Aquellas diosas de la luna, guardianas de los mundos, velaban por dioses, semidioses, mortales e inmortales. Aunque eran seres de luz, entendían la guerra y la muerte, la sangre y el combate.

Había otra diosa, un ser oscuro cuya inmensa sed y avaricia inagotable le habían ennegrecido el corazón. Nerezza, la madre de las mentiras, maldijo las estrellas, pero no dejó de codiciarlas. La noche de su creación, les lanzó su poder mientras volaban hacia el cielo, las embrujó. Por esa maldición, un día se precipitarían a la tierra desde su refulgente lecho alrededor de la luna.
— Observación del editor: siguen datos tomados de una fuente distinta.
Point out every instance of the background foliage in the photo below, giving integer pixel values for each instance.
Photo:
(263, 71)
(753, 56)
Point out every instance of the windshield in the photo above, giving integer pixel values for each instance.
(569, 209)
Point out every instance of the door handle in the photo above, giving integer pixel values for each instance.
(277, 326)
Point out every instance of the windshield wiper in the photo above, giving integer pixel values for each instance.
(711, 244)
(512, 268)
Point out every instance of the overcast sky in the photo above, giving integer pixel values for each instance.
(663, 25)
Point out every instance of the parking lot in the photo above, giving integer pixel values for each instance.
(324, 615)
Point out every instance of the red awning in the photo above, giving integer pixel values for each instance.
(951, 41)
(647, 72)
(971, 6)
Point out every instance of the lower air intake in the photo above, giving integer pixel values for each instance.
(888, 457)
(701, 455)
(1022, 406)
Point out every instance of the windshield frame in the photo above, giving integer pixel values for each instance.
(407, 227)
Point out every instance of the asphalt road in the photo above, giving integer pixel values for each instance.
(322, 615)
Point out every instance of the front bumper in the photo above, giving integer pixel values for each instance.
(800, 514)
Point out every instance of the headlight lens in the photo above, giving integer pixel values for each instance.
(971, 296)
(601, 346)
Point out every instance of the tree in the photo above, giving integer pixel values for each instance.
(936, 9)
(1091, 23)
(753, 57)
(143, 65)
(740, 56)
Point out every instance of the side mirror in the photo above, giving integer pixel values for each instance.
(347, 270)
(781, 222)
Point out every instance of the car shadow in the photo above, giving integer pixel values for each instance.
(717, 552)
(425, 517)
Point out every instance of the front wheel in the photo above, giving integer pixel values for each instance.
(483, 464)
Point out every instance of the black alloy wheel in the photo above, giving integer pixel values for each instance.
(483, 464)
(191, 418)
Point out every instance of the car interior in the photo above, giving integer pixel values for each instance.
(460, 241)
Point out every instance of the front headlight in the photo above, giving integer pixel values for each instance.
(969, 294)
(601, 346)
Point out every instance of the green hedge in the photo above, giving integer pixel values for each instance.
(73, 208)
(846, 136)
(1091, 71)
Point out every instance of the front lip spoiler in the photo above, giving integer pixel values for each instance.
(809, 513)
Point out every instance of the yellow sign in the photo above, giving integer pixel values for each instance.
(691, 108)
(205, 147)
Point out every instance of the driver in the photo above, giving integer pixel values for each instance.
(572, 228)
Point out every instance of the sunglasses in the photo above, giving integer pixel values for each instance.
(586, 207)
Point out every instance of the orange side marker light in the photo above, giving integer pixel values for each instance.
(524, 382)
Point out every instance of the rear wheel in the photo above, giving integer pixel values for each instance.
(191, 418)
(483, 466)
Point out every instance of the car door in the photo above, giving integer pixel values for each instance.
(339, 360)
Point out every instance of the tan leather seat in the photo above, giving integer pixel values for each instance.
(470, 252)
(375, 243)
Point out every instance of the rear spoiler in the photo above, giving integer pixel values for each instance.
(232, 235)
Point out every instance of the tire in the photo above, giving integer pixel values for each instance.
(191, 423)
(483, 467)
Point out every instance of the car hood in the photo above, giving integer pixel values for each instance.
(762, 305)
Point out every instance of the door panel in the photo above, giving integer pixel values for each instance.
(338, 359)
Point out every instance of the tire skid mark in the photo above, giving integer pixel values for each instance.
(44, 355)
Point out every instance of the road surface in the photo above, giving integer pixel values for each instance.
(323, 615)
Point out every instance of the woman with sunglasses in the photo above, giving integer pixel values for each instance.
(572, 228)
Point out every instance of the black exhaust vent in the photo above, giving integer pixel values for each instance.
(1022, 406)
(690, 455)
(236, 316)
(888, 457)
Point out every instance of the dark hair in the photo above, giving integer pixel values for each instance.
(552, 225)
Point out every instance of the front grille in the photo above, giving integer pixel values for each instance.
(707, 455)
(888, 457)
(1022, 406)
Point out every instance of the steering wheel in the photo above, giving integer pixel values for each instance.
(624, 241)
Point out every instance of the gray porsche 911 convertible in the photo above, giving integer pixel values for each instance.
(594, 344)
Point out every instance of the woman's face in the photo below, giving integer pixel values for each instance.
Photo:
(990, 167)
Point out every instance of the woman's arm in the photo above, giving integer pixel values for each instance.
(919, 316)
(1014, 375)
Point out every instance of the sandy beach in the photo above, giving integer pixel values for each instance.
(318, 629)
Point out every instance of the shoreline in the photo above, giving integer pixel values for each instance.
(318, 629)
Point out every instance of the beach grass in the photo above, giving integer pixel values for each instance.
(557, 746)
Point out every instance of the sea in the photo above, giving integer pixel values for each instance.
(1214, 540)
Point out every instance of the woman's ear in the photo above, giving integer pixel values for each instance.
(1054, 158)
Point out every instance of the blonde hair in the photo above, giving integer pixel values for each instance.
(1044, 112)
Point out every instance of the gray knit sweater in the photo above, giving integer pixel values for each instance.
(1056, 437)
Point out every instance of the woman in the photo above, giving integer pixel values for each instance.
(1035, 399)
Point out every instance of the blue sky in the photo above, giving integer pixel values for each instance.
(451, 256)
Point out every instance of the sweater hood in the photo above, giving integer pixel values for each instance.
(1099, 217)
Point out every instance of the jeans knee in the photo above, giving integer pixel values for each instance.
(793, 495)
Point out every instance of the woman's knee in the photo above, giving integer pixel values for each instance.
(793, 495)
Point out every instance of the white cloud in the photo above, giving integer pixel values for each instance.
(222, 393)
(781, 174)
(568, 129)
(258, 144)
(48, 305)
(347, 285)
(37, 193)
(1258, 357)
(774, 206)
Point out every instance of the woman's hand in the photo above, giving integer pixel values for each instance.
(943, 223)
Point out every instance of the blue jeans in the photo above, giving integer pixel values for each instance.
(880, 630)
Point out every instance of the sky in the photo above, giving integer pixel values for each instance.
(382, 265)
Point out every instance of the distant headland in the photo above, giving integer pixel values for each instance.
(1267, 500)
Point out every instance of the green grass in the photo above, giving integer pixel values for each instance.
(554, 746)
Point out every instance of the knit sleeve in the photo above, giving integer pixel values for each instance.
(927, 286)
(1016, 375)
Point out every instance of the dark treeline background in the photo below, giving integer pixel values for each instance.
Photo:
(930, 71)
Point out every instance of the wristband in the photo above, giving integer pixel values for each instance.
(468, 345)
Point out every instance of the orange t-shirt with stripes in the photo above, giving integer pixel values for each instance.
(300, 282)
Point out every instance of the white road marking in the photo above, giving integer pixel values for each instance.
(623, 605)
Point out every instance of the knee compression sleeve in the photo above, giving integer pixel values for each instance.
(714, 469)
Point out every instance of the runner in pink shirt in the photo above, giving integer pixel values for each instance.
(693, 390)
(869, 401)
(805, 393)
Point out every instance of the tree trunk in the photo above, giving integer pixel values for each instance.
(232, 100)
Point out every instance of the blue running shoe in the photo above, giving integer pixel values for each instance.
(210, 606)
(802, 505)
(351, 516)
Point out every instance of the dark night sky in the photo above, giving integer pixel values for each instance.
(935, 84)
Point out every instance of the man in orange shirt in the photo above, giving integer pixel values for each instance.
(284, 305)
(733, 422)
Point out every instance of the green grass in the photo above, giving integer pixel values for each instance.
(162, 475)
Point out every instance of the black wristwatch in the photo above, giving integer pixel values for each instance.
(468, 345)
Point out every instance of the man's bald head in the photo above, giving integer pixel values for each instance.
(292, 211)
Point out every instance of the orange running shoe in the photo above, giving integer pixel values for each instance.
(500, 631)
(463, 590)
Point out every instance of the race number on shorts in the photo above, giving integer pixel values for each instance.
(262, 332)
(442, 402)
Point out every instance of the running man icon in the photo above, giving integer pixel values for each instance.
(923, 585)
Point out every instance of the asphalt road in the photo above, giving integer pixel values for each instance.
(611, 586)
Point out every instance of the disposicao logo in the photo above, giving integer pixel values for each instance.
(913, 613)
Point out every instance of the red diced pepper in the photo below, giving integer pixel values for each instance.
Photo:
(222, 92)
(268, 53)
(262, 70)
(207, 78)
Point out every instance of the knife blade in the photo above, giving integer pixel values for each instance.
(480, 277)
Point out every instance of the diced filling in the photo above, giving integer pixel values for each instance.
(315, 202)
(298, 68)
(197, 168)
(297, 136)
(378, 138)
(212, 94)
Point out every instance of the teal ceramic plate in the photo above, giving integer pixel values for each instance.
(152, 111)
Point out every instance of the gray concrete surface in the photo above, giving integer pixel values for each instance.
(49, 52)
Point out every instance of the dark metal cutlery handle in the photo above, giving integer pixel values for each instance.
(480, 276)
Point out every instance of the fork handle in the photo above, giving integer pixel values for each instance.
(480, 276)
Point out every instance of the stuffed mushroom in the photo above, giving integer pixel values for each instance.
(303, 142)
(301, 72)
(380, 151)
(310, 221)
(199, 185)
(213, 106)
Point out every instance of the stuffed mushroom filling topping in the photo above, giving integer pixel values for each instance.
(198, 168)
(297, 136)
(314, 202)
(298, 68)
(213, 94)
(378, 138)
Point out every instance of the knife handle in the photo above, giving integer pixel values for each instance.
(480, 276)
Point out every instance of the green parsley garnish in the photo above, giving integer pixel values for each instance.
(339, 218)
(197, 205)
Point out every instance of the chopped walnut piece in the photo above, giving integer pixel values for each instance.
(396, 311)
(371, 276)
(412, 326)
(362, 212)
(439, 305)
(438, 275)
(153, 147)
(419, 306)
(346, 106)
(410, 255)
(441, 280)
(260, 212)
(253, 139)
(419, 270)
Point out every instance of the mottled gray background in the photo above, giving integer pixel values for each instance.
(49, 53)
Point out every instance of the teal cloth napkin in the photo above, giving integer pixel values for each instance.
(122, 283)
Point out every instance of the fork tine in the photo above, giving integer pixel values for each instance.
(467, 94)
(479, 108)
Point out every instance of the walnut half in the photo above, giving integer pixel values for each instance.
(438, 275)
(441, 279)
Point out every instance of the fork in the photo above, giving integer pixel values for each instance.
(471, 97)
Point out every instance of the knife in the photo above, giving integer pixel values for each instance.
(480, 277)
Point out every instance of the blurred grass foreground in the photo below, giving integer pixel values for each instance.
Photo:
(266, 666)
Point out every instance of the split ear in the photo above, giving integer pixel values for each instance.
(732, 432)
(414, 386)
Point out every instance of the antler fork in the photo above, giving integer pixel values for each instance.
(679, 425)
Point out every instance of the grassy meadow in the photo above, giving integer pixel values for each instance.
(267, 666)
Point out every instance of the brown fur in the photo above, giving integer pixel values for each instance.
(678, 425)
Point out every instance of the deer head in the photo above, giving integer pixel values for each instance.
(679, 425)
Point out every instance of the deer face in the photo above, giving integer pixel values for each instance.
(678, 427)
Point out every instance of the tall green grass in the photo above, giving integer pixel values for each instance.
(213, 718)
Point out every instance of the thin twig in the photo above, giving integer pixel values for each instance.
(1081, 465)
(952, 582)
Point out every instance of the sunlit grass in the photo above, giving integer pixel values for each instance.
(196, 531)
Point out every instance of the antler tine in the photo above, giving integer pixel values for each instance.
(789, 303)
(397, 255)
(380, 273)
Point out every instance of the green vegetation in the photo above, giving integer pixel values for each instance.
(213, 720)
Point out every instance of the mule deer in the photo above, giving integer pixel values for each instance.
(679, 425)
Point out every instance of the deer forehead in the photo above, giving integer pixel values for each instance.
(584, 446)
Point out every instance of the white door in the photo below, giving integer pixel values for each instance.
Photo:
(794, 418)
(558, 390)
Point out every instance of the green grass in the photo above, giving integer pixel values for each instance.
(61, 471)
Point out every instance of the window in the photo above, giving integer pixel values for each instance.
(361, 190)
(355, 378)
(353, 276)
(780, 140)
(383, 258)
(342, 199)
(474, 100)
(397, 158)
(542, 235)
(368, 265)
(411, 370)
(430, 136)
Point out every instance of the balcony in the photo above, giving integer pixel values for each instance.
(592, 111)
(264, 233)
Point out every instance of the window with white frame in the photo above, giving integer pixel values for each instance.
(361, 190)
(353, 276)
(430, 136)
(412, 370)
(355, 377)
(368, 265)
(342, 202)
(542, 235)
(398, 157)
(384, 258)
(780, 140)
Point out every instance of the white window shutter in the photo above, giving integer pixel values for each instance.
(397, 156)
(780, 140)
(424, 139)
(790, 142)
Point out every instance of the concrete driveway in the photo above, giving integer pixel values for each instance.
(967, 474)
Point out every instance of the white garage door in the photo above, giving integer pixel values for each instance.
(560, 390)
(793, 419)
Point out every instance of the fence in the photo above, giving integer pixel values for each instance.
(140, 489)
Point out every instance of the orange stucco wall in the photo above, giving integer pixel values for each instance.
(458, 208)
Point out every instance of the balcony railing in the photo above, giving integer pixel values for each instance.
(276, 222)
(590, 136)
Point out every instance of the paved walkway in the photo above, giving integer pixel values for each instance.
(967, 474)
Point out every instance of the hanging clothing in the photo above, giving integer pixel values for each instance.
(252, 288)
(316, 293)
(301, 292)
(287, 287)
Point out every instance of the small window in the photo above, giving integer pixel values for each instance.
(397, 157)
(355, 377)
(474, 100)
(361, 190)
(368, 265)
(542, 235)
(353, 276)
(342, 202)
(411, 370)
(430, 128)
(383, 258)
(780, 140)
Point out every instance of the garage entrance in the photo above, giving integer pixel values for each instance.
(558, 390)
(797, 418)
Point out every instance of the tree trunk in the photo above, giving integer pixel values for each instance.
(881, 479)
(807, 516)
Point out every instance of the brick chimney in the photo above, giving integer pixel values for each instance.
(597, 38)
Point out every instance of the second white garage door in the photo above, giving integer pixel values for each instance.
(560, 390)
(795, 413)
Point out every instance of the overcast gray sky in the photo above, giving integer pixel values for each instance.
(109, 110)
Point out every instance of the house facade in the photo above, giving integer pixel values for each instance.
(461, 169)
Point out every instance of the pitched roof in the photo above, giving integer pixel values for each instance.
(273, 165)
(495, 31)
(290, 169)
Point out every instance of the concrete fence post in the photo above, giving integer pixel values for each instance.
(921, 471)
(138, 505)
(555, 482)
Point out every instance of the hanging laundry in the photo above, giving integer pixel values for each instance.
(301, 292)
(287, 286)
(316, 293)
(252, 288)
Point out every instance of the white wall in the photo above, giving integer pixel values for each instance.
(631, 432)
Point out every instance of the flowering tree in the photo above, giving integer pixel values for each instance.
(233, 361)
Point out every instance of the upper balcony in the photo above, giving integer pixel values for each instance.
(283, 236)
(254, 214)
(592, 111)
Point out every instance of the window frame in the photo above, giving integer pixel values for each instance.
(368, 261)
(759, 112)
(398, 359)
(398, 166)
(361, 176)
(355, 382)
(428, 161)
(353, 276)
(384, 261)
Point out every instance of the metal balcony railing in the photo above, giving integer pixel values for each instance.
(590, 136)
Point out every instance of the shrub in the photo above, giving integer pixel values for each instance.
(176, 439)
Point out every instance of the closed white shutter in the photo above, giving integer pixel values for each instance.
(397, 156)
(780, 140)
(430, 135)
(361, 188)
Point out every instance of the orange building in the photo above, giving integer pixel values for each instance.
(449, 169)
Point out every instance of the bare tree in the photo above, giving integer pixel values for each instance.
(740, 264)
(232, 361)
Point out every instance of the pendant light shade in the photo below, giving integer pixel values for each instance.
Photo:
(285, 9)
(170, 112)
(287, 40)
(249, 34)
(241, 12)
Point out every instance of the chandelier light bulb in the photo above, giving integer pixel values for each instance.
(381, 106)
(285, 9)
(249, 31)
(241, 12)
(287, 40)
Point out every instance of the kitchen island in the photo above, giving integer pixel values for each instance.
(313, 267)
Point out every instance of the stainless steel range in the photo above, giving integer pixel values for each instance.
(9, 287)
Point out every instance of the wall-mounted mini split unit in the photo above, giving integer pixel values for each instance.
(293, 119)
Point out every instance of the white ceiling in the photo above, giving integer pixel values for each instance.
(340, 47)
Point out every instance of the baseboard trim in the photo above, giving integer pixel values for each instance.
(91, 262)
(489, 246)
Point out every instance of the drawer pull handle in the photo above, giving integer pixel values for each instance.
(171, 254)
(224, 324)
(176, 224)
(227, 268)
Cuando poseyera las tres estrellas, cuando se hiciese con su poder, la luna moriría, la luz cesaría de existir y Nerezza gobernaría la oscuridad.

Por ello, las diosas de la luna —Celene la adivina, Luna la afable y Arianrhod la guerrera— concentraron su magia para proteger las estrellas.

Pero esas cosas requieren sacrificio, coraje y cantidades ingentes de esperanza.

Las estrellas caerían; no podrían evitarles ese destino, pero caerían en lugares secretos y permanecerían ocultas hasta que llegase un día, en otro reino, en que los que de ellas procedían fuesen a buscarlas para brindarles protección.

Seis guardianes que lo arriesgarían todo con tal de evitar que las estrellas cayesen en las malvadas manos de Nerezza.

Para salvar la luz y todos los mundos, los seis se unirían y ofrecerían cuanto eran a esa búsqueda, y también a la batalla.

Ahora los seis, venidos de tierras remotas, se habían reunido, habían forjado sus lazos y lealtades, habían derramado sangre ajena y entregado la propia para encontrar la primera estrella. Y las diosas volvieron a encontrarse.

En la playa de arenas blancas donde, llenas de alegría y esperanza, habían creado las estrellas, se congregaron bajo una luna llena y de un blanco polar contra el cielo oscuro.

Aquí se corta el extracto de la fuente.